Four years ago, when Denis shut down the lumberyard in Benkelman, a candle shop opened up in its place. Instead of employing two people as the lumberyard once did, Prairie Girl Candle Company has four employees and ships products across the country.

But the odds of another success in Stratton are unlikely, given the economic pressures in the region.

In such a business environment, getting someone else to buy the business is a tough sell.

“You look at the books and you can see from one year to the next that the sales are decreasing,” Denis said. “If you didn't have to borrow money, it would be great, but if you had to borrow and buy a quarter of a million dollars worth of inventory and the same amount for the building, it’s kind of hard to justify that, especially with interest rates and all, the way they’ve been going.”’

Denis said he had a younger couple look at buying the business, but couldn’t justify to them having to borrow money to try to run the place.

“By the time you paid off your loan and all that, you wouldn't be living on a whole lot,” he said. “There’s things that pay a lot more than this does, is the bottom line.”

As Denis enters into retirement, he says he still feels bad about shutting down the business, but he’s ready to have the freedom to travel the world and see family more often.

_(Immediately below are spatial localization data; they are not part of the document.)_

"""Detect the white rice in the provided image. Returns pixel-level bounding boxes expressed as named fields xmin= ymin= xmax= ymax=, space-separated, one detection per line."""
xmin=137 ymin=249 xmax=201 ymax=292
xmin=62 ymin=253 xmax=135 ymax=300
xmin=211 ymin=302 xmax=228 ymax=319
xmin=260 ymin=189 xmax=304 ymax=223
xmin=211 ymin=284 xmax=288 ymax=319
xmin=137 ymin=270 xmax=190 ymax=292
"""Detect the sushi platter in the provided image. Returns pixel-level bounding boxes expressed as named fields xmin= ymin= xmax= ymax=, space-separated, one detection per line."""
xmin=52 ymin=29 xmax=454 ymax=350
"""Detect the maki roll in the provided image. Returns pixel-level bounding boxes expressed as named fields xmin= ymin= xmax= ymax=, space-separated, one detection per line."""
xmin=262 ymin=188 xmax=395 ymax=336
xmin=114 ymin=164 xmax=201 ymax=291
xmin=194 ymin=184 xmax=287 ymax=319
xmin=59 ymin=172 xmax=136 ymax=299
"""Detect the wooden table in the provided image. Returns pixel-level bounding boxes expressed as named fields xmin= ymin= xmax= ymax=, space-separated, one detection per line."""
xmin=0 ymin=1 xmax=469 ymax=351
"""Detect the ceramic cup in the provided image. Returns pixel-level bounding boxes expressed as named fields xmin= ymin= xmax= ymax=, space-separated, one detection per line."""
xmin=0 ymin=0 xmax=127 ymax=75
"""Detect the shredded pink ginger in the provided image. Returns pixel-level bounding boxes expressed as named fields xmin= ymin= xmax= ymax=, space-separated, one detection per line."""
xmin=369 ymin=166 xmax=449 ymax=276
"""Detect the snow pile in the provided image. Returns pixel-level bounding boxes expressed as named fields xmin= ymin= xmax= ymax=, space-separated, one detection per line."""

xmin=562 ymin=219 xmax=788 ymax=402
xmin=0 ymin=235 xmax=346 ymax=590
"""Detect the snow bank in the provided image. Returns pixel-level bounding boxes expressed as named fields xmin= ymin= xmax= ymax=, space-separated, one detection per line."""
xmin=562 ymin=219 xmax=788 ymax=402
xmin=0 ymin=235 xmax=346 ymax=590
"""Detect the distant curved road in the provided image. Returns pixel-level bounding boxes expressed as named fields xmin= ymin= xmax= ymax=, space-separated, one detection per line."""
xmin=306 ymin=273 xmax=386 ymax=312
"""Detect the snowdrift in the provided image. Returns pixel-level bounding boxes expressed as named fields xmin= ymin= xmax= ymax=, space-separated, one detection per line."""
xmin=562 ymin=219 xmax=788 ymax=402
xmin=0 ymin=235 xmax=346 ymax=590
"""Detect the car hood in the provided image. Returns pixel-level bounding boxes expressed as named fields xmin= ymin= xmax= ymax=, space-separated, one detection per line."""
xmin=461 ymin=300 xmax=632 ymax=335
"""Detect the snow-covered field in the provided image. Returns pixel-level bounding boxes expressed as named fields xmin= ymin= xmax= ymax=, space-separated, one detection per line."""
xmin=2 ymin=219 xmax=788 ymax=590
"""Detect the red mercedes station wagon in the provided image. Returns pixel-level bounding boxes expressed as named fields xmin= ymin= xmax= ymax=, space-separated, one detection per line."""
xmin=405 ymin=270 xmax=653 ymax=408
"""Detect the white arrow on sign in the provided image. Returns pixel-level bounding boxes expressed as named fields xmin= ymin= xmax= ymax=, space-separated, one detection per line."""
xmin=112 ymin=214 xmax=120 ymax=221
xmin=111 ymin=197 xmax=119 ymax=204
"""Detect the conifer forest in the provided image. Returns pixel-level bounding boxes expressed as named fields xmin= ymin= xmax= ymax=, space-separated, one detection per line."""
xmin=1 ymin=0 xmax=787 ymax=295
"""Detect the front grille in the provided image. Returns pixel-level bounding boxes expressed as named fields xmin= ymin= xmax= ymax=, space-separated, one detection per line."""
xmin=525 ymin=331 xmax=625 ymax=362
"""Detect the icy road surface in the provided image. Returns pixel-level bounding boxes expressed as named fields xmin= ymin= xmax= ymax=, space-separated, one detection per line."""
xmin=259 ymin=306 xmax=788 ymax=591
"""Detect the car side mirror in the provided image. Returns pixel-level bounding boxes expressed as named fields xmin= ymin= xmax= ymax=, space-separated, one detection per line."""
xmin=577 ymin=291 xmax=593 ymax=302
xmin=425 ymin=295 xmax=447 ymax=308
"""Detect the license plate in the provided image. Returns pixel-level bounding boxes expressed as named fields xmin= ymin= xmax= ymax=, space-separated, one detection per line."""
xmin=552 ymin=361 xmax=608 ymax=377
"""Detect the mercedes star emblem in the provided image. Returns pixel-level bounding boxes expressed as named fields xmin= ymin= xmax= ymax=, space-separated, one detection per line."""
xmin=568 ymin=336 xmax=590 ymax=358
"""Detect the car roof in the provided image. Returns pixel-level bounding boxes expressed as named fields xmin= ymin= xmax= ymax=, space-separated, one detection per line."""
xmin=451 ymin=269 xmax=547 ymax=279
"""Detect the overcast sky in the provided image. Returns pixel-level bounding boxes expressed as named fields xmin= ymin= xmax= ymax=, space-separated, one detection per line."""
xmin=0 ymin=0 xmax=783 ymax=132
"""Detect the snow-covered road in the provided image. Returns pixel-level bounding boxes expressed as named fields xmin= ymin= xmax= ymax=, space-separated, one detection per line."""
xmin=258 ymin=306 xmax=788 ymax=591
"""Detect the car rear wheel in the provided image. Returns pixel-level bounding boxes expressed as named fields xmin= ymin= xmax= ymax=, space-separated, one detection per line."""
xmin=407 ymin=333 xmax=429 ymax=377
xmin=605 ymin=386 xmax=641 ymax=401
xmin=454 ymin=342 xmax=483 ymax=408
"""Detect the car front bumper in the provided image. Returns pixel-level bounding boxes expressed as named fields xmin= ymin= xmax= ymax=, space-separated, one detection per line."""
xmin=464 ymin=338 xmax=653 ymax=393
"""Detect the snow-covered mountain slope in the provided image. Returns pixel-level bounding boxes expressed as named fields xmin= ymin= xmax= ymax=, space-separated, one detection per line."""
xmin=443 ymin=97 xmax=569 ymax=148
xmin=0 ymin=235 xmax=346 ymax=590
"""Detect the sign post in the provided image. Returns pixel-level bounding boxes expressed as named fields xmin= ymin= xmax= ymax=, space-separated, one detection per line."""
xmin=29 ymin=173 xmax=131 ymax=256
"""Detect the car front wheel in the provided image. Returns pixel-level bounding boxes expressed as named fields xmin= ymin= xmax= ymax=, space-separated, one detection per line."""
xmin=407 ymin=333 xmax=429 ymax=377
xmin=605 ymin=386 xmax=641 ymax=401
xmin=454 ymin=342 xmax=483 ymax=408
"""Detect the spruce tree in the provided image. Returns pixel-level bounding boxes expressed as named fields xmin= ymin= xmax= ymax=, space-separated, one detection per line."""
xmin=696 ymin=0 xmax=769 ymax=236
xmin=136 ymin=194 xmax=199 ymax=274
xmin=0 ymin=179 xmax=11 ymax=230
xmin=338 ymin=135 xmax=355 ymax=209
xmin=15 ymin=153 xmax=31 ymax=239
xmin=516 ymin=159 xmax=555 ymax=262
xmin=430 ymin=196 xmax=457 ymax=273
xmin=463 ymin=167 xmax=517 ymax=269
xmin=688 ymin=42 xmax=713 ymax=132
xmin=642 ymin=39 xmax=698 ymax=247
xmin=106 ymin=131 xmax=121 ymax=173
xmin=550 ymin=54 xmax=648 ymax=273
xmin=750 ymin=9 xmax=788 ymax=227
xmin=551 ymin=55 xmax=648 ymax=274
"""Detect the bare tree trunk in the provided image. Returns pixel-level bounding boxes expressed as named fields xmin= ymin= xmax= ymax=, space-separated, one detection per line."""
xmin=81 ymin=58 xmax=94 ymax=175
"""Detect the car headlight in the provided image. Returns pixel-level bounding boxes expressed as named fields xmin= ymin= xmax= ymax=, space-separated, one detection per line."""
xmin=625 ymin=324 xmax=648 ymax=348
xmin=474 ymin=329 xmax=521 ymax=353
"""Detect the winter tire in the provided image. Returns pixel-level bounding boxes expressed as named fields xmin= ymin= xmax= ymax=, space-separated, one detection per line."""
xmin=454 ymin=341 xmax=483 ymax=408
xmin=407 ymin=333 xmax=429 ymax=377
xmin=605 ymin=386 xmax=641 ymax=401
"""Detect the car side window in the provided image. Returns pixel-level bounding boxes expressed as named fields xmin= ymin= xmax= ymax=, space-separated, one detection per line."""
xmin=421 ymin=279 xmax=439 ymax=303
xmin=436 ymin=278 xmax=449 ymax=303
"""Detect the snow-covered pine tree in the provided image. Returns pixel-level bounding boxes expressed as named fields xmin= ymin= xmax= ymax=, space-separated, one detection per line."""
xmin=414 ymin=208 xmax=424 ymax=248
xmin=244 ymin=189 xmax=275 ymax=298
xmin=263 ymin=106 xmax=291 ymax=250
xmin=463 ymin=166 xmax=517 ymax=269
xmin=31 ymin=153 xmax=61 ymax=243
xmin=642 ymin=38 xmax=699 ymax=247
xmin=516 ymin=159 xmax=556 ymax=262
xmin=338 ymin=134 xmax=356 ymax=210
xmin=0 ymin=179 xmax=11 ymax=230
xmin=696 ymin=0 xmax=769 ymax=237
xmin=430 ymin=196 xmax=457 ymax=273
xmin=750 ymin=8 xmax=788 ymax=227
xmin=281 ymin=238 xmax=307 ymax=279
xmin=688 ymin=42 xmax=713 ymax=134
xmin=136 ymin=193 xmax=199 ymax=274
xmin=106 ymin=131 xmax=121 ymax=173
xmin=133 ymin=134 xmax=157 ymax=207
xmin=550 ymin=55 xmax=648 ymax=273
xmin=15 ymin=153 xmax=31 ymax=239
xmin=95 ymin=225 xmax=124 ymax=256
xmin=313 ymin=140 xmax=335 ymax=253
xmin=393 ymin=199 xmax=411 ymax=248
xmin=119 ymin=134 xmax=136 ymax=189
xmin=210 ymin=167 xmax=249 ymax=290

California, Utah, Alaska, Scotland and Norway are already on his bucket list.

“I'm not going to say Stratton’s going to shrivel up and die, because I'm not here, but I don't think it's going to help anything,” he said. “And I feel bad about that, but there’s a point where you’ve got to take care of yourself and I think I’m there.”

League Builders Supply remains for sale as a business, while the building itself is currently listed for $250,000.